Job Title: Head Chef

Department: Hotel

Location: Overseas

Reports to: Hotel Manager

Job Role Summary:

Leading by example you will build and maintain professional, efficient, safe and enjoyable kitchen environment. You will motivate the team to produce a consistently high standard of meal service in both buffet and a la carte styles. You will have a proven experience in all areas of food preparation, design and HACCP. Working to strict budgets and sales targets, you will be result orientated and ensure the highest level of customer satisfaction at all times.

Key Responsibilities and Tasks:

To deliver a menu that is suitable for the requirements of the operation and within the constraints of the pre –determined budget whilst ensuring it consistently achieves targeted CSQ’s.

To develop, design and train staff on producing a varied a la carte menu that meets the needs of the operation whilst achieving the food GP

To train and develop staff knowledge and document this as required to company standards

To conduct weekly stock checks and be capable of compiling and reporting on stock and financial results in a timely manner as required

To set, instruct staff and monitor all areas of the HACCP system ensuring designated paperwork is completed as required and meets both local and UK Laws.

To be flexible and approachable in all working conditions to ensure a smooth operation between departments and meeting the needs of the business

To promote and ensure that a safe working environment is maintained at all times in line with OHS and

H&S guidelines.

To be customer service orientated at all times, encourage direct feedback from our guests.

To ensure the implementation and training with regards to the variations and changes to menus in order to meet guests needs throughout the season.

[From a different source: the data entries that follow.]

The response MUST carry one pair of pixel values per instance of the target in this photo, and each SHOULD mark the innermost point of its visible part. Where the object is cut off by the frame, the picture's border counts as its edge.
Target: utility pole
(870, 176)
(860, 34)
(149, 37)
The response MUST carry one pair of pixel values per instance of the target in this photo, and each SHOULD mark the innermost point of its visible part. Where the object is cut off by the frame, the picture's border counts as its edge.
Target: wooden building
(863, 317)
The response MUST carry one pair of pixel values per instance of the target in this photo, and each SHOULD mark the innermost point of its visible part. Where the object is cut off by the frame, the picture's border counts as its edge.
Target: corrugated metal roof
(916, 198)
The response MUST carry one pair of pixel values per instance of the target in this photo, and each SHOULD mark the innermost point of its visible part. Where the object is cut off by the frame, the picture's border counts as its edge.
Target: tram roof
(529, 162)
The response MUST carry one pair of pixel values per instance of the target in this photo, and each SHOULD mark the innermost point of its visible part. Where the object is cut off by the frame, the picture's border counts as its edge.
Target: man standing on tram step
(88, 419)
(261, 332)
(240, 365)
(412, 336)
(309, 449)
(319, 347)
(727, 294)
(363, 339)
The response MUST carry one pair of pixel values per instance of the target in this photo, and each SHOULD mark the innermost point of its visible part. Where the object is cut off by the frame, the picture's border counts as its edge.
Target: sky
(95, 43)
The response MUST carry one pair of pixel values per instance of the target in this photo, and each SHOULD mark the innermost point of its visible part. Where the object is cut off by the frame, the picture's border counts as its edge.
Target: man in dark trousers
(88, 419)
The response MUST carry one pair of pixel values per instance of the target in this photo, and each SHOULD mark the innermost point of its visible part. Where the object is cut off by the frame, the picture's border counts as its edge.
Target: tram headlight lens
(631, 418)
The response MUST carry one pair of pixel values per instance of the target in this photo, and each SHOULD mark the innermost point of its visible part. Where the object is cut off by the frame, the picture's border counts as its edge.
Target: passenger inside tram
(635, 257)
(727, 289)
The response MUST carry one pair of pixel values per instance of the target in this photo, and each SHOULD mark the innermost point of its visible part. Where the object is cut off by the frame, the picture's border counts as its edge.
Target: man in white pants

To ensure the purchasing of good quality produce required for the operation and display a professional approach at all times whilst ensuring financial restraints are being adhered to and the needs of the business being priority at all times

To monitor, record all wastage and breakages in line with company procedures

To develop a positive working relationship within all teams of the operation

Demonstrate an excellent overall knowledge of Neilson products and pro-actively cross sell our holidays to all Neilson guests.

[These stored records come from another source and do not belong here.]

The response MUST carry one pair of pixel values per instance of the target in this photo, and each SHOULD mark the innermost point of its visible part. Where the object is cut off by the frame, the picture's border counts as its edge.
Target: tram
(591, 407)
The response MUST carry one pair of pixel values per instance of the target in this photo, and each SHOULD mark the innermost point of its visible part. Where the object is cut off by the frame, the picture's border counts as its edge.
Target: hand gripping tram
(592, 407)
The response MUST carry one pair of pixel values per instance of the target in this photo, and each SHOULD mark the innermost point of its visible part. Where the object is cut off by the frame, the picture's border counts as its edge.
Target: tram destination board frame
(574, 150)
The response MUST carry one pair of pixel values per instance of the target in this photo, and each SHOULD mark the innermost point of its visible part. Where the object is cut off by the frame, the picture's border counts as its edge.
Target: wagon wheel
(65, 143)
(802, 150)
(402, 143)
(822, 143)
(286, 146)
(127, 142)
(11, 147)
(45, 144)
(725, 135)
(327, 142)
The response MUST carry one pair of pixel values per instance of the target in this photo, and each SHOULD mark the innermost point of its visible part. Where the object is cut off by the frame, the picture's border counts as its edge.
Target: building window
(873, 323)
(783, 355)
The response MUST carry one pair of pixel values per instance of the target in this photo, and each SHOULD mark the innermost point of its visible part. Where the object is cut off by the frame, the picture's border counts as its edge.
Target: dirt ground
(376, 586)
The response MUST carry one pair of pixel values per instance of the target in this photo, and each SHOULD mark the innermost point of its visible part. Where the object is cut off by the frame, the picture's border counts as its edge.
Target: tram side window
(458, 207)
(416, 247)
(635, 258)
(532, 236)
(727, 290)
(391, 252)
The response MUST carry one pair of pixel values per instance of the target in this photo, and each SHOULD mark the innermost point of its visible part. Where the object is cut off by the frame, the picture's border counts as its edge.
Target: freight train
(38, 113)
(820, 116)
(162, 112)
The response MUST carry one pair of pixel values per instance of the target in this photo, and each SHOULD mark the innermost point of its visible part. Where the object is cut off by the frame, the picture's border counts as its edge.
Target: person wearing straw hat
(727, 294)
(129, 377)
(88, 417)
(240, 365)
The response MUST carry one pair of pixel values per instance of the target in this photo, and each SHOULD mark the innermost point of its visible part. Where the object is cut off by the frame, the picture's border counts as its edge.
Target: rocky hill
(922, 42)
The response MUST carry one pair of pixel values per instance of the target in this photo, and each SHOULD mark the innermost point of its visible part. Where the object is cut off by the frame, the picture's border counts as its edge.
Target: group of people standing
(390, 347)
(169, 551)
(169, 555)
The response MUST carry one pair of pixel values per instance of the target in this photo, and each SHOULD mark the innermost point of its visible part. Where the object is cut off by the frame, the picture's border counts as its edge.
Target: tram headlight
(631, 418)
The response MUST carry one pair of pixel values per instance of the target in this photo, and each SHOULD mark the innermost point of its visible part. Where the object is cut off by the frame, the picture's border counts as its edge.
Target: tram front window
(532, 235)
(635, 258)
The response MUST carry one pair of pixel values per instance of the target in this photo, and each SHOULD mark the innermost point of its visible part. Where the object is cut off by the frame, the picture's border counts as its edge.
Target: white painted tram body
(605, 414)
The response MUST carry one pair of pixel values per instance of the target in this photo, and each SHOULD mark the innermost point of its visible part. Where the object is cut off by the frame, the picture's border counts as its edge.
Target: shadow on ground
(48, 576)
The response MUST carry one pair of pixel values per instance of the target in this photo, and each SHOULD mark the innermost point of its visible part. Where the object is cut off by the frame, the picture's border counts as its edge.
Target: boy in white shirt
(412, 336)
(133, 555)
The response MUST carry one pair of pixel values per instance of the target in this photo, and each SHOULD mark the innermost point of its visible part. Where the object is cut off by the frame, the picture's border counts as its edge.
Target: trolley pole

To ensure that procedures are put in place to prevent the loss of stocks and revenue and that these are adhered to.

To carry out any other requests by a member of the management team.

Qualifications and experience required:

Educated to GCSE standard or equivalent, formal Catering qualifications

IT Skills, Computer literate and capable with Excel and Word and producing menus, stock sheets and written reports

Current Food Hygiene certificate and HACCP training

Proven experience of managing teams with emphasis on management and development.

At least 5 years experience in providing extensive design and food presentation in hot/cold buffet menus and a la carte dining.

Experience in catering for up to 200 guests, preferably within a hotel environment.

Managing kitchen budgets and Stock control procedures.

Experience of working overseas with a tour operator (Desirable)

Knowledge, skills and abilities required:

A willingness to learn and develop

Display constant high levels of standards and service, leading by example

Be a positive and effective communicator within the team and with guests

Experience and training in various food styles

The ability to motivate and train team members to achieve objectives

Be flexible with working hours and be willing to assist in all areas of the operation

Presentation:

Excellent appearance and personal grooming

Highest levels of personnel hygiene at all times

Personal qualities:

Hard working, self-motivated and work well under pressure with a desire to succeed.